Konservatuvar binası tarihin en önemli sanatçılarına ev sahipliği yapmış, Paul Hindemith (Alman besteci ve eğitmen), Karl Ebert (Alman tiyatro oyuncusu ve yönetmen), İngiliz Kraliyet bale ve okulunun kurucusu Ninette de Valois, Lico Amar (keman), Neci Kazım Akses (besteci), Ulvi Cemal Erkin (besteci) gibi birçok usta sanatçının katkılarıyla müzik ve sahne sanatları kuruluşunu tamamlamıştır.
Osman Zeki Üngör, Orhan Şaik Gökyay, Necil Kazım Akses, Ulvi Cemal Erkin, Mesut Cemil, Mithat Fenmen, İlhan Usmanbaş, Gültekin Oransay, Cüneyt Gökçer, Cahit Külebi, Sabahattin Ali, Adnan Saygun, Ferit Alnar, Ferhunde Erkin, Muhsin Ertuğrul, Cevat Memduh Altar, Nevit Kodallı, Muammer Sun, Ferit Tüzün, Bozkurt Kuruç, Bülent Arel gibi daha birçok değerli sanatçı bu köklü kurumun bünyesinde görev almış ve yetişmişlerdir.
Ayrıca Bela Bartok (Macar besteci), Alfred Cortot (piyanist), Ernst Praetorius (orkestra şefi), Zuckmayer (müzik eğitimcisi) gibi önemli sanatçılar “Ankara Devlet Konservatuvarı”nın uluslararası bir okul olarak tanınmasına katkı sunmuşlardır.
Sanat Toplumdan Uzaklaştırılıyor
Genç “Türkiye Cumhuriyeti”nin “Müzik ve Sahne Sanatları”nda başardığı devrime tanıklık etmiş “Konservatuvar Binası”nın, yeni yerleşkesi ile birlikte yaşayan müze olarak eğitimlere devam etmesi, tarihi kültür mirasımızın korunması ve devam ettirilmesi açısından gelecek nesillere çok faydalı olacak iken, bunun tam tersi yapılmıştır.

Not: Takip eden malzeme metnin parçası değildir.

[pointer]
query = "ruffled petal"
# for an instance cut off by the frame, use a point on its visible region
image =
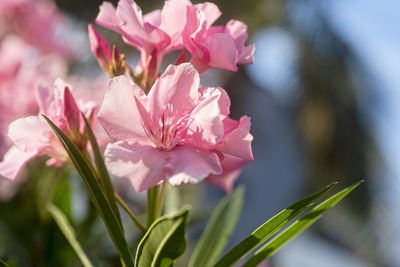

Cebeci’deki tarihi binanın kullanım hakkı “Mamak Belediyesi”ne verilmiş, “Ankara Devlet Konservatuvarı” 1985 yılında “Beşevler Yerleşkesi”ne taşınmıştır. “Beşevler Yerleşkesi” ise hala tamamlanamamış, aradan 33 yıl geçmesine rağmen konser salonu binası bitirilememiş, çürümeye terk edilmiştir. Bu binanın tamamlanması için sanatçılar mücadele verirken konservatuvarın tekrar Şubat 2019’da bu sefer “Hacettepe Üniversitesi Beytepe Yerleşkesi”ne taşınacağını endişeyle öğrenmiş bulunmaktayız. “Beytepe Yerleşkesi” şehir merkezinden uzak ve inşaatı sürdürülen binanın ise konservatuvar binası olarak gerekli özellikleri barındırmadığı görülmektedir. Kültür ve sanat, insanın olmadığı uzak diyarlarda değil, insanın içinde olduğu ve oluşturduğu ortamlarda yapılır ve insanla yaşatılabilir. Şehir merkezinden çok uzak bir mesafede bulunan konservatuvar binası, sanatın insanın olmadığı yerde yapılamayacağı sorunu ile sanatçıları ve öğrencileri karşı karşıya bırakmıştır. Sanatı ve okullarını şehir merkezlerinden uzaklaştırmaya çalışmak, sanata ve okullarına yapılan bir düşmanlıktır.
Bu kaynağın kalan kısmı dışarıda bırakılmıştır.